Dopo la Discesa dello Spirito Santo, i Dodici Apostoli scelsero Filippo e altri sei uomini giusti per il ruolo di diaconi, il più anziano tra questi fu il Santo Arcidiacono Stefano. Filippo fu chiamato a svolgere il suo ruolo nella Chiesa di Gerusalemme, amministrando le offerte dei fedeli e occupandosi delle vedove, degli orfani e dei bisognosi.
Con l’inizio delle persecuzioni contro i cristiani, gli ebrei lapidarono il protomartire Stefano; in seguito a ciò, gli altri diaconi decidono di allontanarsi da Gerusalemme e Filippo decide di stabilirsi in Samaria. Lì si dedicò a predicare e ad annunciare il Vangelo, a convertire e a battezzare, creando la prima comunità cristiana al di fuori della Giudea.

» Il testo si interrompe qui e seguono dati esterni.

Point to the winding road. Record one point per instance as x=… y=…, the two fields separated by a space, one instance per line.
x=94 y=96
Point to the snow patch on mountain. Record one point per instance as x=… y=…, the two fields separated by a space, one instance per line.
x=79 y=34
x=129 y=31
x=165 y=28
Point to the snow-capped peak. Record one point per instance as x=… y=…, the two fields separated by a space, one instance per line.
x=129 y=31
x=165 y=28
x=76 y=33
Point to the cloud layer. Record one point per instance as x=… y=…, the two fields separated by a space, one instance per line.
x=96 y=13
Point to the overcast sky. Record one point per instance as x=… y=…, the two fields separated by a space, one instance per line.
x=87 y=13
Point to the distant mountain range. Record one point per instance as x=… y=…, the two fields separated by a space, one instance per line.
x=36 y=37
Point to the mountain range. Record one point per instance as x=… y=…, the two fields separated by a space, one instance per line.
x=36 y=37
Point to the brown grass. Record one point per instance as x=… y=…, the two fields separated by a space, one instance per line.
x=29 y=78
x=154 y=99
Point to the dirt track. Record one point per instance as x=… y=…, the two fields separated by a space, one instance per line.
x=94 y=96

Tra i convertiti vi è il famoso Simon Mago (che successivamente chiederà all’Apostolo Pietro di poter acquistare il potere di conferire lo Spirito).
In seguito, su ispirazione di un angelo, San Filippo si diresse verso Gaza. Per la via incontrò un eunuco, servo dell’imperatrice etiope, che si convertì quando il Santo gli spiegò come il poema di Isaia “Servo sofferente del Signore” facesse riferimento al Signore Gesù Cristo. Successivamente, il Santo predicò ad Azdod e quindi a Cesarea marittima, dove si stabilì e fondò una comunità cristiana.
Secondo una tradizione, il Santo visse a Cesarea per il resto della sua vita assieme alle sue quattro figlie vergini. Un’altra tradizione, invece, vuole che gli Apostolo lo abbiano nominato vescovo e lo abbiano inviatolo a Tralle, in Asia Minore, dove San Filippo continuò la sua opera e morì di vecchiaia.